By the end of the 19th century, medicine and psychiatry were effectively competing with religion and the law for jurisdiction over sexuality. As a
consequence, discourse about homosexuality expanded from the realms of sin and crime to include that of pathology. This historical shift was generally
considered progressive because a sick person was less blameful than a sinner or criminal (e.g., Chauncey, 1982/1983; D'Emilio & Freedman, 1988;
Duberman, Vicinus, & Chauncey, 1989).
Even within medicine and psychiatry, however, homosexuality was not universally viewed as a pathology. Richard von Kraft-Ebing described it as a
degenerative sickness in his Psychopathia Sexualis, but Sigmund Freud and Havelock Ellis both adopted more accepting stances.
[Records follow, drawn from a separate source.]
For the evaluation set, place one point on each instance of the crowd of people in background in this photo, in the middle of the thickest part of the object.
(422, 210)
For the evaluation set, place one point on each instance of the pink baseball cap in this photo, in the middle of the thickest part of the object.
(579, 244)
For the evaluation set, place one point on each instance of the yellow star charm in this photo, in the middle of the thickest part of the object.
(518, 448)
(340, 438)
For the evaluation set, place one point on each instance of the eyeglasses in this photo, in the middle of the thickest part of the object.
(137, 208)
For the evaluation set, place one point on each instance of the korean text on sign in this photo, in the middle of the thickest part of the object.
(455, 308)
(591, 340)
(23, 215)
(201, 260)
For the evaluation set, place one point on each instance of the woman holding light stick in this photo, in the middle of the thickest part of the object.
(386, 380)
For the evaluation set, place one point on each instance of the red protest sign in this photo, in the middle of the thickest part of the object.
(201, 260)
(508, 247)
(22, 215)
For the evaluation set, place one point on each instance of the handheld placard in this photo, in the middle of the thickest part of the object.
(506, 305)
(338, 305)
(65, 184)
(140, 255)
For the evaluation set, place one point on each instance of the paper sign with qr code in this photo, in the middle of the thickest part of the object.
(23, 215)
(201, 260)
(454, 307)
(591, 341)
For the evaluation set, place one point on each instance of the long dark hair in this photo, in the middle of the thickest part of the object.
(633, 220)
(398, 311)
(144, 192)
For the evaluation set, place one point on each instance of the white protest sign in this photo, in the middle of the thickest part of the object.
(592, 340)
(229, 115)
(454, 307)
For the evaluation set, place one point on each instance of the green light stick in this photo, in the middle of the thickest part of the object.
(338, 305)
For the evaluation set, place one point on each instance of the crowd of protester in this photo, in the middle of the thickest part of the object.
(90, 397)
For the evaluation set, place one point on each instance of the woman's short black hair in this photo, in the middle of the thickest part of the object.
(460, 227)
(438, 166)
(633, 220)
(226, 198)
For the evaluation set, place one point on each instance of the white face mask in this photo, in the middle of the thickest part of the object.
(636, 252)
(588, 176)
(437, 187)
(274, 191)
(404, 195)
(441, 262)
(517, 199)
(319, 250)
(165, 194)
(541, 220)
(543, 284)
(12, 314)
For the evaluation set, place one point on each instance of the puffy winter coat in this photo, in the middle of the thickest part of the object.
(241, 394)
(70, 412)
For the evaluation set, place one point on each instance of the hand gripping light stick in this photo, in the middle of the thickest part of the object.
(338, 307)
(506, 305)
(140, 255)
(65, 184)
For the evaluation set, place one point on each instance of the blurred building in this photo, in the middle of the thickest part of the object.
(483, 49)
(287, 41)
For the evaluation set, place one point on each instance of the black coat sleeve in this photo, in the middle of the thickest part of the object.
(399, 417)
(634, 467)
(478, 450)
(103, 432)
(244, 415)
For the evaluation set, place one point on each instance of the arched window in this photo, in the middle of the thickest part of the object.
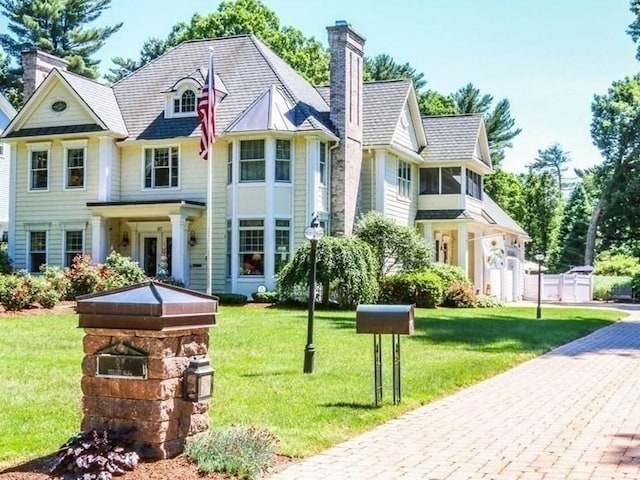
(186, 103)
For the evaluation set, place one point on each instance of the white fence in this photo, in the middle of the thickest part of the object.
(565, 287)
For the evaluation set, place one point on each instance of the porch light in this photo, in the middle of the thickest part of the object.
(198, 380)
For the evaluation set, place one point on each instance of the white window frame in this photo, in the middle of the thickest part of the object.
(283, 160)
(242, 252)
(65, 246)
(155, 148)
(30, 251)
(31, 149)
(323, 170)
(277, 249)
(75, 145)
(404, 179)
(247, 160)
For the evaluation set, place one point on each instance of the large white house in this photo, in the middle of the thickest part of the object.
(7, 112)
(97, 168)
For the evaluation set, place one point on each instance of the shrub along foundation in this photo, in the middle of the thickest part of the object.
(138, 343)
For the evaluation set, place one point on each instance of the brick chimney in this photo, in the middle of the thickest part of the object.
(347, 49)
(36, 65)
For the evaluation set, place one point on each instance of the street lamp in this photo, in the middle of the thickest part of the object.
(313, 233)
(539, 257)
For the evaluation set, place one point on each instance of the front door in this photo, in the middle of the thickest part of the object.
(150, 255)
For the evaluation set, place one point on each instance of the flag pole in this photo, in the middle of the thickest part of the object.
(211, 107)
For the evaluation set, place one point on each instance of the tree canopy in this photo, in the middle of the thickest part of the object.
(59, 27)
(306, 55)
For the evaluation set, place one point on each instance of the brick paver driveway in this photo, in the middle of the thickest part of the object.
(573, 413)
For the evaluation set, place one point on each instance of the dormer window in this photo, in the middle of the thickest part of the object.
(185, 103)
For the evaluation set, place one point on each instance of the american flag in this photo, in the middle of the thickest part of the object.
(207, 113)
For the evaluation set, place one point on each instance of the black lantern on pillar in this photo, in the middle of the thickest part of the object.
(313, 233)
(198, 380)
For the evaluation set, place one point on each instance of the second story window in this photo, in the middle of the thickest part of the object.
(474, 185)
(283, 161)
(161, 166)
(404, 179)
(75, 168)
(323, 163)
(39, 170)
(252, 161)
(185, 103)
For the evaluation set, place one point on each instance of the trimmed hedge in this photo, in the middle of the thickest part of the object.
(424, 289)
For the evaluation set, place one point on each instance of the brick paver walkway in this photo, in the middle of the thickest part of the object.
(572, 414)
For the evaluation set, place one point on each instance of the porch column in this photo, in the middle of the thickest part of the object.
(427, 235)
(98, 239)
(179, 248)
(463, 246)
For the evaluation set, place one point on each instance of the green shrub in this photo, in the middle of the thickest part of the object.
(460, 295)
(488, 301)
(231, 298)
(56, 280)
(604, 285)
(17, 292)
(265, 297)
(424, 289)
(244, 452)
(129, 270)
(616, 265)
(5, 261)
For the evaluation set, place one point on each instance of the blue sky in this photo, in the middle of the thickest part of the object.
(548, 57)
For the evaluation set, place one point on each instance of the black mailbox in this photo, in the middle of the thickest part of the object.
(388, 319)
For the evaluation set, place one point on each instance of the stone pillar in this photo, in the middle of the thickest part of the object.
(138, 342)
(347, 49)
(153, 406)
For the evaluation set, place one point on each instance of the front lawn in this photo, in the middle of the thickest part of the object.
(258, 356)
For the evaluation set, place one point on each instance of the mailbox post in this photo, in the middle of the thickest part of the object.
(395, 320)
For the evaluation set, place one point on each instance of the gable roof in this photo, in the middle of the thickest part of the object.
(498, 216)
(246, 66)
(270, 111)
(96, 98)
(452, 137)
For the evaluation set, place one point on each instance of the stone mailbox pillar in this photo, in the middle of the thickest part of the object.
(138, 342)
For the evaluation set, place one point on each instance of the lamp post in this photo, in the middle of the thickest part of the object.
(539, 257)
(313, 233)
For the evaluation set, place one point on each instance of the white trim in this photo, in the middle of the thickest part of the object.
(143, 172)
(75, 145)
Early in the twentieth
century, Ellis (1901) argued that homosexuality was inborn and therefore not immoral, that it was not a disease, and that many homosexuals made
outstanding contributions to society (Robinson, 1976).
Sigmund Freud Sigmund Freud's basic theory of human sexuality was different from that of Ellis. He felt that all human beings were innately
bisexual, and that they become heterosexual or homosexual as a result of their experiences with parents and others (Freud, 1905). Nevertheless, Freud
agreed with Ellis that a homosexual orientation should not be viewed as a form of pathology. In a now-famous letter to an American mother in 1935,
Freud wrote:
"Homosexuality is assuredly no advantage, but it is nothing to be ashamed of, no vice, no degradation, it cannot be classified as an illness; we
consider it to be a variation of the sexual function produced by a certain arrest of sexual development. Many highly respectable individuals of
ancient and modern times have been homosexuals, several of the greatest men among them (Plato, Michelangelo, Leonardo da Vinci, etc.). It is a great
injustice to persecute homosexuality as a crime, and cruelty too....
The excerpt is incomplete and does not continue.